Or, as we might put it, the evidence we need of the gross sexism of the advertising industry. For that’s an entirely reasonable reading of that list, placed in order, of who the departing advertising executive would prefer to bump uglies with. And I can believe that gross sexism – 30 years back I did some work in the industry as a supplier and it was pointed out that it wasn’t what or even who you know but who you shag that mattered. Something I might have been up for if it hadn’t been that the offer came from a bloke I didn’t find attractive at all.
However, it’s entirely possible to take the wrong result from this:
So I know exactly the warped womb that birthed the ‘joke’ email sent out by advertising executive Paul Martin on International Women’s Day last week, in which he sent out a ranking of his ‘top five’ female colleagues – based on their looks, natch – to his entire company as a parting gift.
It is perfectly possible, I suppose, that the environment in which Paul had been marinating meant that, on the moment of pressing send on the list of colleagues he’d like to ‘f***’ and who he would ‘use as bait to trap a wild animal who I’d rather f***’, he truly thought himself hilarious.
What’s tragic is that I don’t believe that Paul realised that this email had overstepped the line from banter to requiring a public apology (surely he could make amends on Twitter, at least?).
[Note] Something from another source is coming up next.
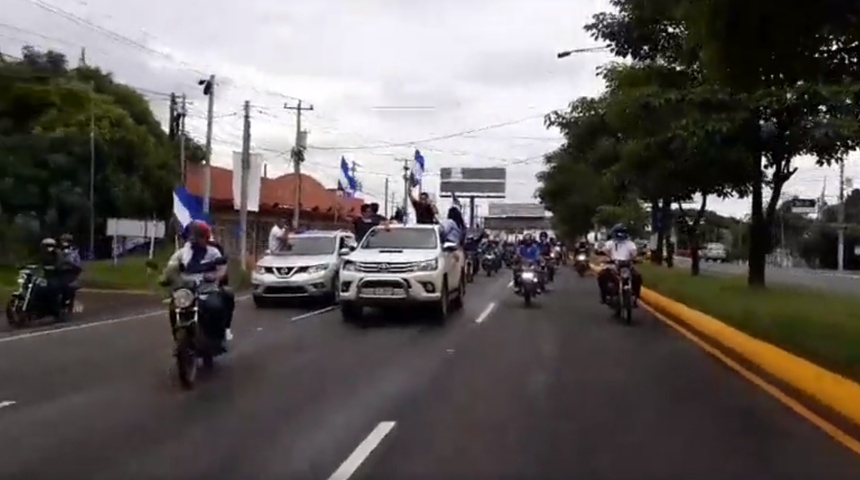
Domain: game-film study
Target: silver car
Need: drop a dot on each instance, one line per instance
(307, 269)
This reflects horribly on Paul, but even worse on the industry itself.
I’m perfectly willing to agree that the industry is like that. But it’s the follow on which isn’t true:
And this is the final shame, that the end result is that too many of the ads themselves are a reflection of the distorted world of ad agencies, where women are sexual objects, men are the ones with the power and punchlines, and women over child-rearing age are best unseen. It’s a mindset as tired as the ads these chauvinists produce.
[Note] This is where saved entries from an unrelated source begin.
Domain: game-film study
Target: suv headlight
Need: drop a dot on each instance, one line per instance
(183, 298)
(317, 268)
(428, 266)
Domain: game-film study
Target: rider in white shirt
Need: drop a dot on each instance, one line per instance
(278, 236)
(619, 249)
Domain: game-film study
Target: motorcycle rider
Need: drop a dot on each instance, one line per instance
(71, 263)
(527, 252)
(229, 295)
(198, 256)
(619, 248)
For that’s not the world those ads portray, is it? Men are, generally enough, bumbling idiots who need women to pull them out of the mire of their own creation. The reason for this should be obvious even if it isn’t even to some who work in the industry. Women spend rather more of the nation’s money than men do. The usual rule of thumb is that women determine 70% of consumer spending. Thus ads are aimed at persuading women. Not because nor in spite of any chauvinism but because capitalism, lust for lucre and cold hard cash.
In fact, the whole story is a delight as an example of the merits of these markets and capitalism. Let us accede that the entire industry is chauvinist, masculinist and even patriarchal to a degree difficult to imagine in this modern world. OK, very bad, very bad indeed. Now look at the output of the industry. It ain’t patriarchal and masculinist, is it? No one who has spent more than 10 minutes watching the TV ads could possibly believe that. So, what we seem to have is a system which turns the most appalling personal behaviour and beliefs on their head when it comes to the actual output of those pigs.
Why? Advertising exists to sell. Women spend more money than men. Ads must therefore appeal to women to gain the cash. Lust for lucre transforms personal attitudes, doesn’t it?
Which is pretty good of a socio-economic system, innit?